Il giorno di Natale, quando saremo seduti a tavola a mangiare dolciumi e leccornie, rivolgiamo un pensiero ai membri delle Forze Armate e nel nostro cuore diciamo: "Giuro di rispettare sempre, anche a costo di dover ingoiare un rospo amaro, i membri delle Forze Armate, non per quello che sono ma per quello che rappresentano: il Tricolore e la Patria Italica".
Carissimi, nel concludere questa mia, vi prego di non dimenticarvi mai di chi indossa una divisa. Non la indossa per sé ma per noi e, sempre per noi, lascia sola la famiglia il giorno di Natale per garantirci pace e sicurezza.
A nome mio, e dei Famigliari del Caduto Langella, auguro a ciascuno di voi un Buon Natale pieno di cose belle e di gioia concreta.
Andrea Elia Rovera
Responsabile della Memoria Storica
del CMCS degli Alpini Giorgio Langella


domenica 27 novembre 2016

Il mio cuore vicino ai Carabinieri di Corticella a Bologna

Carissimi, quest'oggi ho appreso dai telegiornali che a Bologna dei vigliacchi hanno commesso un attentato esplosivo ai danni della Stazione "Corticella" dell'Arma dei Carabinieri.
Lo schifosissimo ordigno ha creato pesanti danni ma per fortuna nessuno dei militari dell'Arma ha riportato ferite.
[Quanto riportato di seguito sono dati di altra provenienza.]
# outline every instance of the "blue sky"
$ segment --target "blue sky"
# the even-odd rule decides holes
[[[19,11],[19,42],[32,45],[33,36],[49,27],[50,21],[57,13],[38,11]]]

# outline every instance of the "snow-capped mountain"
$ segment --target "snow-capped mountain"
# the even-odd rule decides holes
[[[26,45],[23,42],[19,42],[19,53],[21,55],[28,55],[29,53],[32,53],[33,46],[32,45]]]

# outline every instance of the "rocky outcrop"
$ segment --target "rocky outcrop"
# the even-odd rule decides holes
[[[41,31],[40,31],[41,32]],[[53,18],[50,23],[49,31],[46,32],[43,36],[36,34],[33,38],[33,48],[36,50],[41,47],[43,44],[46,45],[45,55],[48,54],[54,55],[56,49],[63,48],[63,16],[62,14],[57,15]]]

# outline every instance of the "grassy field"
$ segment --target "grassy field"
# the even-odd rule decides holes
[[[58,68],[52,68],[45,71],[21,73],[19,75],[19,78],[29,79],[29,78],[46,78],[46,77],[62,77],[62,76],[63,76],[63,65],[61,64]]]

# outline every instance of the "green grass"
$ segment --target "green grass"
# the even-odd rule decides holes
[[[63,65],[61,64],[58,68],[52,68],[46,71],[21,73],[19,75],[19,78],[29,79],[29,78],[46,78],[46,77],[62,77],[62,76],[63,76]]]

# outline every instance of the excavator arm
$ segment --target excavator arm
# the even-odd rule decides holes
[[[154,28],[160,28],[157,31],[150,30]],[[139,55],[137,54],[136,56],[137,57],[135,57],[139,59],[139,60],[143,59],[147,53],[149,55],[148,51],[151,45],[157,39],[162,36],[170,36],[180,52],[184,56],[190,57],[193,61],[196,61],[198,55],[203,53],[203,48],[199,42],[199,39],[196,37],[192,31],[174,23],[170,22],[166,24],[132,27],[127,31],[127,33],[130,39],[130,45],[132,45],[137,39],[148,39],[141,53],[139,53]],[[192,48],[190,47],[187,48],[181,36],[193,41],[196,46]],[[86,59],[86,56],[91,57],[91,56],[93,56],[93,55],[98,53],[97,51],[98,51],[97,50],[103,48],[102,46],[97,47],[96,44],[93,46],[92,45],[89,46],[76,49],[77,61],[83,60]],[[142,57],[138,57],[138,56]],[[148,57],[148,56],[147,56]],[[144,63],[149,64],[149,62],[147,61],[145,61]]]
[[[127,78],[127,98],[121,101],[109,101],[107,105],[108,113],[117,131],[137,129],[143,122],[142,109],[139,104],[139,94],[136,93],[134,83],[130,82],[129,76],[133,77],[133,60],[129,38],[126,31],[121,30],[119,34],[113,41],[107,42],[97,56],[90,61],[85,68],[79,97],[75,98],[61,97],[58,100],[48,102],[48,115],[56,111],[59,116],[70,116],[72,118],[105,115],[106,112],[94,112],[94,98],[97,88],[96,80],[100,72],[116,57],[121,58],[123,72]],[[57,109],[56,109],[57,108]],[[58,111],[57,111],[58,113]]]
Secondo alcune ipotesi giornalistiche l'attentato avrebbe matrici anarchiche ma restano comunque in corso necessari accertamenti.
Questa notizia mi ha colto in una giornata in cui il mio morale era già sotto le scarpe e certamente non mi ha fatto del bene.
Come si può anche solo pensare di far del male ad un militare? Come può un Italiano mancare di rispetto ad un individuo che indossa una divisa? Come può un essere umano pensare di far del male ad un altro essere umano?
Queste domande hanno rimbalzato nella mia testa per tutto il pomeriggio e, sono le 23, non hanno ancora trovato una risposta.
L'Italia non può permettere che accadano cose simili perché dentro alla divisa nera con le strisce rosse sui pantaloni ci sono uomini che mettono a repentaglio la loro vita, i loro affetti, le loro gioie per garantire a noi pace, sicurezza e legalità.
Carissimi, a conclusione di questa mia (anche fin troppo lunga) lettera, vorrei chiedervi di vero cuore, di tutto cuore, di recitare - ogni sera - fino al giorno di Natale, un'Ave Maria per i nostri Angeli che hanno giurato di essere "Nei secoli fedeli" all'Italica Bandiera ed al Popolo che essa rappresenta.